I’m like an interface, a mediator between two parties and a lot depends on me as to how effectively EUBAM and its Ukrainian partners communicate with one another. Of course, that puts a lot of responsibility on me, especially when the Mission’s experts have to address more problematic issues with our partners. But I try to make sure both sides feel satisfied and get a result.
It’s been over eight years since I started working for EUBAM. The relationship between the Mission and its partners has been one of the biggest changes. At the beginning, the Mission’s experts were seen as strangers at the border, just there to highlight mistakes. It was very tough. But over the years the atmosphere has changed, and they have come to value our support. That’s not just down to good experts, it’s also about clear and effective communication.
To work with different specialists from different countries representing different agencies is a fascinating experience. You need a lot of psychological flexibility. If you are working with a Border Police expert, you start to think as they do: you try to understand the logic of an investigation; try to understand the context; and you try to look at details as they do. Then it’s a similar process the next day if I’m deployed with a Customs expert. Only in that way can I accurately reflect what the Mission’s experts are trying to convey.

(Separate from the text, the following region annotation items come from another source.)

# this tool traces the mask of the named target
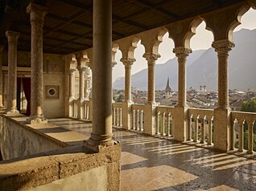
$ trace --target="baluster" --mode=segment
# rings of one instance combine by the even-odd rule
[[[159,134],[160,112],[157,113],[156,134]]]
[[[254,152],[254,127],[255,121],[252,125],[248,124],[248,154],[252,154]],[[249,123],[248,123],[249,124]]]
[[[113,108],[113,125],[116,125],[116,108]]]
[[[121,127],[121,128],[122,127],[122,108],[120,108],[120,120],[119,120],[119,121],[120,121],[120,127]]]
[[[119,126],[119,108],[117,108],[117,126]]]
[[[231,123],[231,129],[230,129],[230,150],[234,149],[234,136],[235,136],[235,127],[237,125],[237,120],[235,119],[233,121],[233,124]],[[233,124],[233,125],[232,125]]]
[[[207,140],[208,145],[212,145],[212,143],[213,143],[213,119],[214,119],[214,117],[212,116],[212,118],[210,120],[210,124],[208,125],[208,140]]]
[[[189,121],[188,124],[188,140],[191,140],[192,139],[192,119],[193,119],[193,115],[191,115],[189,117]]]
[[[89,120],[89,107],[87,105],[86,119]]]
[[[133,129],[135,130],[135,109],[134,109],[134,124],[133,124]]]
[[[243,120],[242,124],[239,126],[238,132],[238,152],[243,152],[244,150],[244,128],[246,120]]]
[[[140,130],[142,132],[144,131],[144,128],[143,128],[143,110],[141,111],[140,112]]]
[[[200,144],[204,144],[205,120],[206,120],[206,116],[202,119],[202,121],[201,121],[201,140],[200,141]]]
[[[139,131],[139,110],[137,110],[137,131]]]
[[[167,132],[167,136],[171,136],[171,134],[170,134],[170,126],[171,126],[171,113],[169,112],[168,113],[168,120],[167,120],[168,121],[167,121],[167,131],[168,131],[168,132]]]
[[[200,115],[197,116],[195,123],[195,133],[194,133],[194,142],[198,141],[198,120],[200,119]]]
[[[165,112],[163,113],[162,135],[166,136],[165,134]]]

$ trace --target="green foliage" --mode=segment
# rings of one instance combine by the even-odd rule
[[[256,112],[256,100],[244,101],[242,104],[241,112]]]

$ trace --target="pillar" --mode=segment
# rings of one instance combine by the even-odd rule
[[[29,122],[47,122],[43,117],[43,26],[47,9],[30,3],[27,7],[31,24],[31,114]]]
[[[178,105],[187,105],[187,66],[186,61],[189,53],[192,52],[190,48],[176,47],[173,49],[173,53],[178,58]]]
[[[83,119],[83,109],[82,105],[85,100],[85,67],[78,66],[77,69],[79,71],[79,99],[77,104],[77,117],[78,119]]]
[[[186,61],[190,48],[183,47],[173,49],[178,59],[178,105],[175,108],[174,113],[174,139],[179,141],[187,140],[188,106],[187,106],[187,66]]]
[[[234,43],[228,39],[213,43],[218,57],[218,108],[214,110],[214,148],[229,149],[230,108],[229,103],[229,51]]]
[[[131,66],[136,61],[134,58],[122,58],[125,65],[125,102],[131,102]]]
[[[131,108],[133,104],[131,100],[131,67],[136,59],[134,58],[122,58],[120,61],[125,66],[125,100],[122,103],[122,128],[130,129],[132,126]]]
[[[8,39],[8,98],[7,113],[19,112],[17,111],[17,43],[19,33],[7,30]]]
[[[68,116],[73,116],[73,100],[75,98],[75,71],[76,68],[69,67],[69,88],[68,88]]]
[[[147,134],[154,135],[156,132],[155,117],[156,107],[155,103],[155,61],[160,57],[160,55],[156,53],[145,53],[143,57],[147,61],[147,104],[144,107],[144,131]]]
[[[112,1],[93,1],[93,132],[85,143],[93,149],[113,145]]]
[[[2,51],[3,46],[0,45],[0,108],[3,108],[3,79],[2,79]]]

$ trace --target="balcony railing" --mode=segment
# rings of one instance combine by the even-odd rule
[[[188,109],[188,140],[213,144],[213,109]]]
[[[79,118],[78,107],[81,107],[81,119],[92,121],[91,101],[85,100],[79,103],[78,100],[69,101],[70,117]],[[123,104],[113,103],[113,126],[123,128]],[[132,104],[130,108],[130,130],[145,132],[146,105]],[[175,108],[157,106],[155,110],[155,129],[154,133],[161,137],[173,138],[175,126]],[[188,108],[188,124],[186,126],[186,140],[200,144],[200,145],[213,146],[214,110]],[[246,151],[251,154],[256,151],[254,147],[254,134],[256,137],[256,113],[231,112],[230,115],[230,150]]]
[[[256,113],[231,112],[230,150],[237,148],[238,152],[246,149],[248,154],[253,153],[256,132],[255,120]]]
[[[133,104],[132,112],[132,125],[133,130],[138,132],[144,132],[144,105],[142,104]]]

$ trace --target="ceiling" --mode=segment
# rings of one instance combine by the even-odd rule
[[[113,40],[243,0],[113,0]],[[45,6],[43,52],[66,55],[93,46],[93,0],[0,0],[0,44],[5,31],[20,32],[18,50],[31,51],[30,2]]]

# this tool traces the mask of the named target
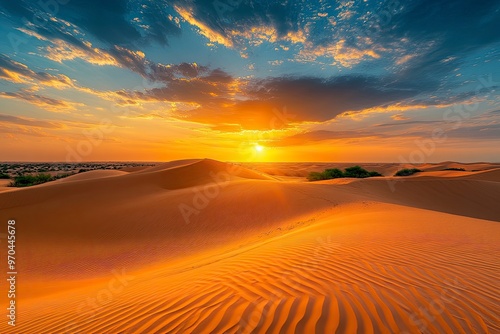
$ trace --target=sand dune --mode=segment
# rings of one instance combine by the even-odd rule
[[[500,332],[498,172],[309,183],[199,159],[1,193],[16,331]]]

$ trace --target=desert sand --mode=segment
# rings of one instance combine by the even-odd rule
[[[329,166],[194,159],[1,192],[19,274],[0,332],[500,333],[500,165],[305,180]]]

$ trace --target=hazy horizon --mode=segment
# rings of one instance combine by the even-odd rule
[[[497,159],[495,1],[40,3],[0,2],[2,160]]]

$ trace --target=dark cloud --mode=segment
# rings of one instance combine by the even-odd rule
[[[19,27],[27,27],[52,39],[60,38],[77,47],[82,41],[71,38],[57,18],[90,33],[108,45],[132,47],[149,42],[168,44],[168,37],[180,34],[180,28],[169,18],[173,10],[167,2],[124,0],[71,0],[65,4],[57,1],[2,1],[0,8]],[[134,20],[134,16],[140,20]]]

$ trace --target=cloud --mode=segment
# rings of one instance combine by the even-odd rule
[[[18,117],[6,114],[0,114],[0,123],[12,123],[38,128],[60,129],[63,126],[57,122],[47,122],[34,118]]]
[[[20,90],[17,92],[0,92],[0,97],[16,98],[31,103],[44,110],[61,113],[68,113],[72,110],[75,110],[79,106],[83,106],[82,103],[69,102],[47,96],[41,96],[27,90]]]
[[[166,45],[169,36],[180,34],[178,23],[171,17],[174,11],[165,2],[71,0],[62,4],[18,0],[3,1],[0,6],[19,26],[27,20],[30,29],[48,39],[61,37],[63,30],[58,21],[77,26],[107,45],[131,47],[150,42]],[[141,19],[132,20],[131,15]]]
[[[49,74],[46,72],[35,72],[25,64],[19,63],[0,54],[0,78],[14,83],[38,82],[44,86],[54,88],[67,88],[73,86],[73,81],[63,74]]]
[[[293,136],[285,137],[272,142],[272,146],[295,146],[305,145],[308,143],[325,141],[325,140],[341,140],[341,139],[357,139],[357,138],[382,138],[383,134],[372,133],[368,131],[329,131],[316,130],[299,133]]]

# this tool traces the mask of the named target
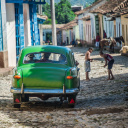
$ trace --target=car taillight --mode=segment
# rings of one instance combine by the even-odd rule
[[[72,76],[67,76],[67,79],[73,79],[73,77]]]
[[[19,76],[19,75],[15,75],[14,78],[15,78],[15,79],[20,79],[21,76]]]

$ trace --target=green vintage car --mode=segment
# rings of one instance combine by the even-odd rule
[[[70,107],[80,88],[79,68],[71,49],[60,46],[30,46],[22,50],[14,69],[11,92],[14,107],[29,97],[47,100],[59,97]]]

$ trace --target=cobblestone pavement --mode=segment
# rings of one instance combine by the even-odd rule
[[[0,128],[128,128],[128,58],[115,59],[114,80],[107,81],[107,68],[98,51],[92,53],[91,81],[85,81],[85,48],[72,48],[79,61],[81,89],[75,108],[60,105],[58,99],[31,98],[20,109],[13,108],[11,77],[0,77]]]

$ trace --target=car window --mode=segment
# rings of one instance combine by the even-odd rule
[[[72,52],[72,63],[73,63],[73,66],[75,66],[75,58],[74,58],[74,53]]]
[[[24,64],[28,63],[58,63],[66,64],[67,59],[63,54],[50,53],[50,52],[40,52],[40,53],[30,53],[24,57]]]

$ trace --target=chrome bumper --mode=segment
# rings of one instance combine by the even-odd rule
[[[11,92],[21,94],[21,89],[11,87]],[[63,93],[63,89],[24,89],[24,94],[76,94],[78,92],[78,88],[66,89],[65,93]]]

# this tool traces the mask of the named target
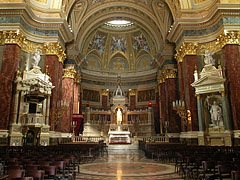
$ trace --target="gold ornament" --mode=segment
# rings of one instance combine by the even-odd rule
[[[197,54],[198,43],[183,43],[176,51],[177,53],[174,57],[177,59],[177,62],[182,62],[184,56],[186,55],[196,55]]]
[[[63,69],[63,78],[75,78],[76,71],[75,69]]]

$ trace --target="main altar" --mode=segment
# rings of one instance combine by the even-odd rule
[[[111,121],[108,135],[109,144],[130,144],[130,131],[127,120],[127,98],[121,88],[120,77],[117,80],[117,88],[111,99],[113,119]]]
[[[88,103],[84,112],[83,137],[104,138],[109,144],[131,144],[134,136],[154,136],[154,117],[152,106],[130,110],[129,96],[121,87],[121,78],[117,77],[116,88],[109,97],[108,109],[92,108]]]

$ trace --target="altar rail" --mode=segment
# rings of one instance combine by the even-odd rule
[[[144,142],[169,142],[168,136],[138,136],[137,138]]]
[[[75,136],[72,137],[73,142],[99,142],[104,140],[101,136]]]

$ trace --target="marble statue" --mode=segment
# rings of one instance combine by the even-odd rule
[[[35,50],[35,53],[32,58],[32,66],[33,67],[38,67],[38,63],[41,60],[40,52],[38,49]]]
[[[213,105],[210,108],[211,121],[215,126],[219,126],[222,121],[222,109],[219,105],[217,105],[216,101],[213,101]]]
[[[209,65],[209,64],[215,65],[215,59],[213,59],[212,55],[213,55],[213,52],[210,52],[209,50],[205,51],[204,63],[206,65]]]
[[[122,111],[120,110],[120,108],[118,108],[117,111],[117,124],[121,124],[122,123]]]

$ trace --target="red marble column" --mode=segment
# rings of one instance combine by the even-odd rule
[[[107,96],[106,95],[102,95],[102,109],[104,111],[107,110]]]
[[[181,101],[185,101],[185,94],[184,94],[184,80],[183,80],[183,67],[182,62],[178,63],[178,84],[179,84],[179,97]],[[183,122],[184,119],[181,119],[181,131],[186,132],[186,128]]]
[[[166,121],[166,94],[165,94],[165,83],[162,82],[159,84],[159,91],[160,91],[160,96],[159,96],[159,105],[160,105],[160,126],[162,127],[163,130],[163,123]],[[161,129],[160,129],[161,131]],[[161,132],[163,133],[163,132]]]
[[[130,95],[130,111],[136,109],[136,95]]]
[[[82,88],[80,88],[80,93],[79,93],[79,114],[82,114]]]
[[[79,83],[74,83],[74,95],[73,95],[73,114],[79,114]]]
[[[160,109],[159,109],[159,92],[157,91],[156,93],[155,93],[155,100],[156,100],[156,106],[155,106],[155,108],[156,108],[156,110],[155,110],[155,112],[156,112],[156,121],[155,121],[155,126],[157,127],[157,130],[159,131],[159,124],[160,124]]]
[[[183,59],[183,81],[184,81],[184,96],[187,109],[191,111],[192,126],[190,130],[198,131],[198,111],[197,98],[195,97],[195,89],[191,86],[194,82],[194,70],[197,64],[197,56],[186,55]]]
[[[55,112],[57,108],[57,102],[61,99],[61,83],[62,83],[62,64],[59,63],[56,55],[46,55],[45,57],[45,72],[48,66],[48,73],[51,77],[53,86],[52,95],[50,98],[50,114],[49,125],[50,130],[55,130]]]
[[[165,94],[166,94],[166,118],[169,122],[168,131],[170,133],[179,132],[179,117],[177,112],[173,110],[172,102],[177,99],[177,80],[175,78],[165,79]]]
[[[234,130],[240,129],[240,52],[238,45],[225,45],[223,48],[224,63]]]
[[[4,47],[0,72],[0,129],[8,128],[13,81],[19,63],[20,47],[7,44]]]
[[[74,80],[70,77],[63,77],[62,100],[66,102],[64,116],[61,121],[61,132],[71,132],[72,112],[73,112],[73,86]]]

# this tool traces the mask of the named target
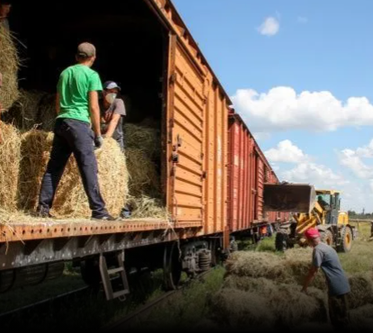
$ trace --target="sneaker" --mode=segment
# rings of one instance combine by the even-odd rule
[[[36,209],[34,216],[42,219],[54,219],[54,216],[49,213],[49,209],[40,205]]]
[[[99,217],[93,216],[91,218],[91,220],[117,220],[117,219],[115,219],[114,217],[112,217],[110,214],[102,215],[102,216],[99,216]]]
[[[128,206],[122,208],[120,212],[120,218],[121,219],[129,219],[131,217],[131,212],[129,211]]]

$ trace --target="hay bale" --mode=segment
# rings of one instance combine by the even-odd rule
[[[22,136],[20,207],[34,211],[38,205],[41,179],[49,159],[53,134],[31,130]],[[105,140],[102,148],[95,151],[99,184],[108,211],[120,214],[128,194],[128,173],[125,157],[118,143]],[[59,218],[85,218],[91,216],[80,174],[75,158],[67,162],[58,185],[51,213]]]
[[[351,309],[373,302],[373,282],[371,273],[360,274],[349,278],[351,292],[348,302]]]
[[[155,165],[138,148],[127,148],[127,167],[129,174],[129,194],[132,196],[147,194],[151,197],[159,196],[159,175]]]
[[[277,284],[264,278],[228,276],[225,288],[234,288],[258,294],[269,302],[276,322],[286,327],[294,327],[305,320],[326,320],[326,294],[315,288],[309,288],[308,294],[300,292],[297,284]]]
[[[227,274],[249,277],[265,277],[287,281],[291,276],[284,269],[284,260],[271,253],[235,252],[226,261]]]
[[[224,288],[238,289],[249,292],[261,292],[265,290],[266,294],[275,292],[277,286],[272,281],[263,277],[248,277],[229,275],[224,281]]]
[[[17,209],[20,174],[21,136],[12,125],[0,122],[0,208],[7,212]]]
[[[0,103],[8,110],[18,99],[19,58],[11,33],[0,25],[0,73],[3,75],[3,87],[0,89]]]
[[[149,198],[147,195],[140,195],[138,197],[129,196],[127,200],[127,204],[131,211],[131,218],[133,219],[162,219],[168,220],[169,212],[167,209],[162,204],[160,199]]]
[[[215,320],[232,328],[272,328],[275,316],[267,300],[258,295],[235,289],[223,289],[211,299]]]
[[[36,90],[20,90],[20,96],[5,114],[6,122],[22,130],[30,130],[38,124],[38,110],[46,93]]]

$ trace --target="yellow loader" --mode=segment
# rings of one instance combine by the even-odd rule
[[[264,210],[289,212],[289,221],[280,224],[276,233],[276,249],[284,251],[295,244],[307,246],[305,231],[317,228],[321,240],[339,252],[349,252],[358,237],[349,223],[346,212],[341,211],[341,193],[315,190],[305,184],[264,184]]]

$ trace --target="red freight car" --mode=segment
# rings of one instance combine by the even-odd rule
[[[230,232],[252,230],[286,219],[263,211],[263,184],[279,180],[250,130],[233,109],[228,120],[228,226]]]

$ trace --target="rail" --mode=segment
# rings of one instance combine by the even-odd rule
[[[125,331],[126,328],[126,325],[128,323],[129,323],[132,320],[134,320],[135,318],[137,318],[139,315],[144,315],[147,312],[150,312],[151,310],[153,308],[155,308],[155,305],[164,302],[165,300],[169,299],[171,296],[182,292],[184,288],[186,286],[189,285],[189,282],[192,282],[192,281],[196,281],[197,279],[200,279],[205,275],[207,275],[208,274],[211,273],[214,270],[214,268],[210,268],[206,272],[203,272],[200,274],[198,274],[195,278],[188,280],[187,283],[185,284],[182,285],[182,287],[176,289],[176,290],[173,290],[170,292],[167,292],[166,293],[157,297],[156,299],[149,302],[148,303],[143,305],[142,307],[140,307],[139,309],[136,310],[135,311],[126,315],[125,317],[123,317],[122,319],[117,320],[114,323],[111,323],[110,325],[107,325],[103,328],[101,328],[100,331],[102,332],[114,332],[114,331]]]

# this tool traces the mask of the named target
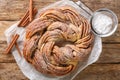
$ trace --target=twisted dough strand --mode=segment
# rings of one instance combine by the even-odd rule
[[[89,22],[63,6],[43,11],[27,27],[23,54],[41,73],[63,76],[88,57],[93,41]]]

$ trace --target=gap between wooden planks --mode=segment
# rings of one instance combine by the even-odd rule
[[[74,80],[120,80],[120,64],[92,64]],[[0,80],[29,80],[16,63],[0,63]]]
[[[34,0],[34,6],[43,8],[48,4],[59,0]],[[78,1],[78,0],[75,0]],[[93,11],[99,8],[109,8],[114,11],[120,21],[120,9],[118,0],[81,0]],[[9,3],[9,4],[8,4]],[[29,0],[2,0],[0,1],[0,20],[19,20],[28,8]],[[14,14],[14,15],[13,15]]]
[[[14,63],[15,60],[12,55],[4,55],[2,54],[5,48],[7,47],[6,38],[4,35],[4,31],[9,28],[12,24],[17,21],[0,21],[0,63]],[[100,59],[97,63],[119,63],[120,62],[120,24],[113,36],[108,38],[103,38],[103,42],[107,42],[107,44],[103,44],[103,52],[100,56]],[[117,44],[111,44],[111,42],[117,42]]]

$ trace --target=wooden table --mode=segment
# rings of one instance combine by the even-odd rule
[[[58,0],[34,0],[42,8]],[[120,0],[81,0],[93,11],[99,8],[113,10],[120,21]],[[0,80],[28,80],[17,66],[13,56],[4,55],[7,47],[4,31],[16,23],[28,8],[29,0],[0,0]],[[83,70],[74,80],[120,80],[120,24],[116,33],[103,38],[100,59]]]

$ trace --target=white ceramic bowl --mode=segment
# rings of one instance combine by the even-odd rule
[[[95,30],[95,28],[94,28],[94,24],[95,24],[94,20],[95,19],[94,18],[96,16],[98,16],[98,15],[96,15],[98,13],[104,14],[104,15],[106,15],[106,16],[108,16],[108,17],[110,17],[112,19],[112,26],[111,26],[111,29],[110,29],[110,31],[108,33],[101,34],[101,33],[99,33],[98,31]],[[97,10],[97,11],[95,11],[93,13],[93,15],[91,17],[91,25],[92,25],[93,33],[95,33],[96,35],[98,35],[100,37],[108,37],[108,36],[112,35],[116,31],[116,29],[118,27],[118,18],[116,16],[116,14],[114,12],[112,12],[111,10],[109,10],[107,8],[101,8],[101,9],[99,9],[99,10]],[[101,26],[101,27],[104,27],[104,26]]]

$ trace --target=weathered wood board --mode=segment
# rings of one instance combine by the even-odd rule
[[[42,8],[56,1],[58,0],[34,0],[34,6]],[[113,10],[120,22],[120,0],[81,1],[92,11],[103,7]],[[28,80],[13,56],[3,54],[7,47],[4,31],[24,15],[28,4],[29,0],[0,0],[0,80]],[[78,74],[74,80],[120,80],[120,24],[115,34],[102,39],[103,51],[99,60]]]

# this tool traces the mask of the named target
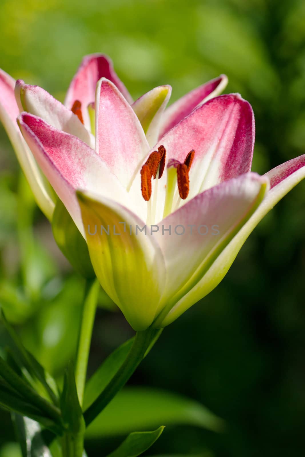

This job is all about professional development. Laws, procedures and techniques are constantly changing. For me, that means a lot of reading; keeping ahead of terminology and updating myself on new developments. It keeps me fit and sharp.
I was born and still live close to the border, so I know a lot of people in my town who have family members on the Moldovan side. For them, quick and efficient border crossing is important to keep their families together. It’s motivating to know I contribute to that.